The appearance of three modes on the zone diameter and MIC histograms indicated that the collected isolates included non-wild-type isolates that harbored resistance mechanisms. This was previously observed for the MIC distribution of E. coli obtained from The European Committee on Antimicrobial Susceptibility Testing (n=3219) on moxifloxacin showing a pattern with two major peaks and a tendency toward a third peak in between these two peaks. For levofloxacin, the same study set the epidemiological breakpoint for the wild-type population (n=9144) at ≤0.082, whereas European Committee on Antimicrobial Susceptibility Testing reported ≤0.25 and the CLSI reported ≤2 µg/mL.[16] Additionally, in this study, the established five-level interpretation criteria included the RS range. Such classifications have been reported before by the CLSI for vancomycin against Staphylococcus aureus.[15] In fact, mutations in the gyrA and AcrAB efflux pump regulator genes were found in the RS isolates, which were not distinguished from the S range.
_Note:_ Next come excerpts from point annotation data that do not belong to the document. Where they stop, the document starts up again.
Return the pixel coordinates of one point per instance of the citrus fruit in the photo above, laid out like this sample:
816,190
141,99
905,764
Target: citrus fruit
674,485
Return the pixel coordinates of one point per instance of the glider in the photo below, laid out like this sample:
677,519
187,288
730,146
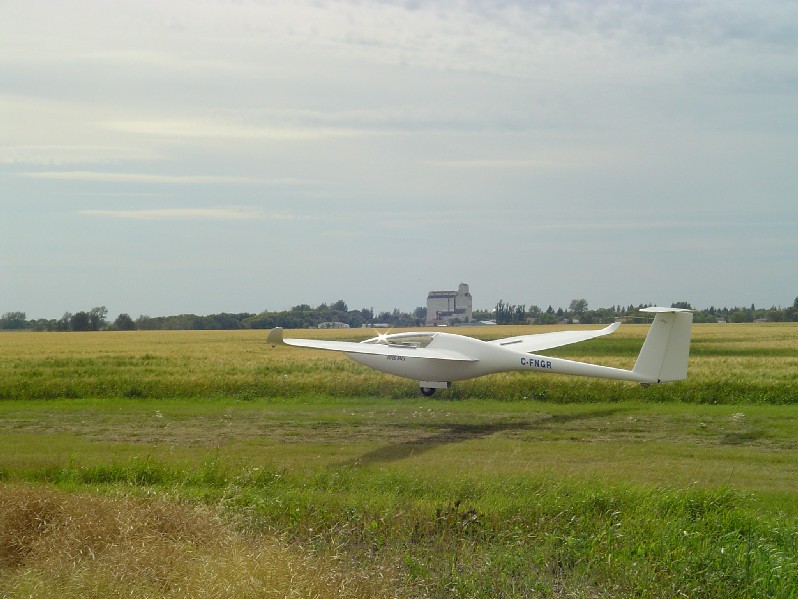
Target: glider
435,359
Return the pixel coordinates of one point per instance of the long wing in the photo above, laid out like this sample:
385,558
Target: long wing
375,349
540,341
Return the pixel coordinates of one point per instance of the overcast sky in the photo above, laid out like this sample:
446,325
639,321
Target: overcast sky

Direct sequencing of products from a multiplex reaction is usually unsuccessful. This could be attributed to the high percentage of the mixture of primers that remains after the purification step. Hence, the separation of the products on an agarose gel would remove the interference of the primer mixture. However, the cut and pooled target fragments would have a high percentage of agarose, which could inhibit subsequent sequencing reactions.[21] In this regard, the present study introduced a modification to the method of Ma et al.[20] to recover the products from a two-gel system with a minimum agarose percentage and no primer mixture interference. Additionally, we designed multiplex PCR protocols for high-throughput sequencing of the QRDRs of topoisomerase genes gyrA, parC and parE, and/or the multidrug efflux pump AcrAB expression regulation systems acrRAB, marRA, and soxSR (with maximum of six PCR products). Interestingly, a recent study developed a multiplex PCR protocol to detect up to eight plasmid-mediated quinolone-resistance determinants, which enabled the detection of resistance mechanisms in 37% of ciprofloxacin-resistant E. coli isolates.[35] Combining this method (to detect plasmid-mediated mechanisms) with the method developed in our study (to detect mechanisms due to chromosomal mutations) could further expand the understanding of quinolone-resistance in future studies.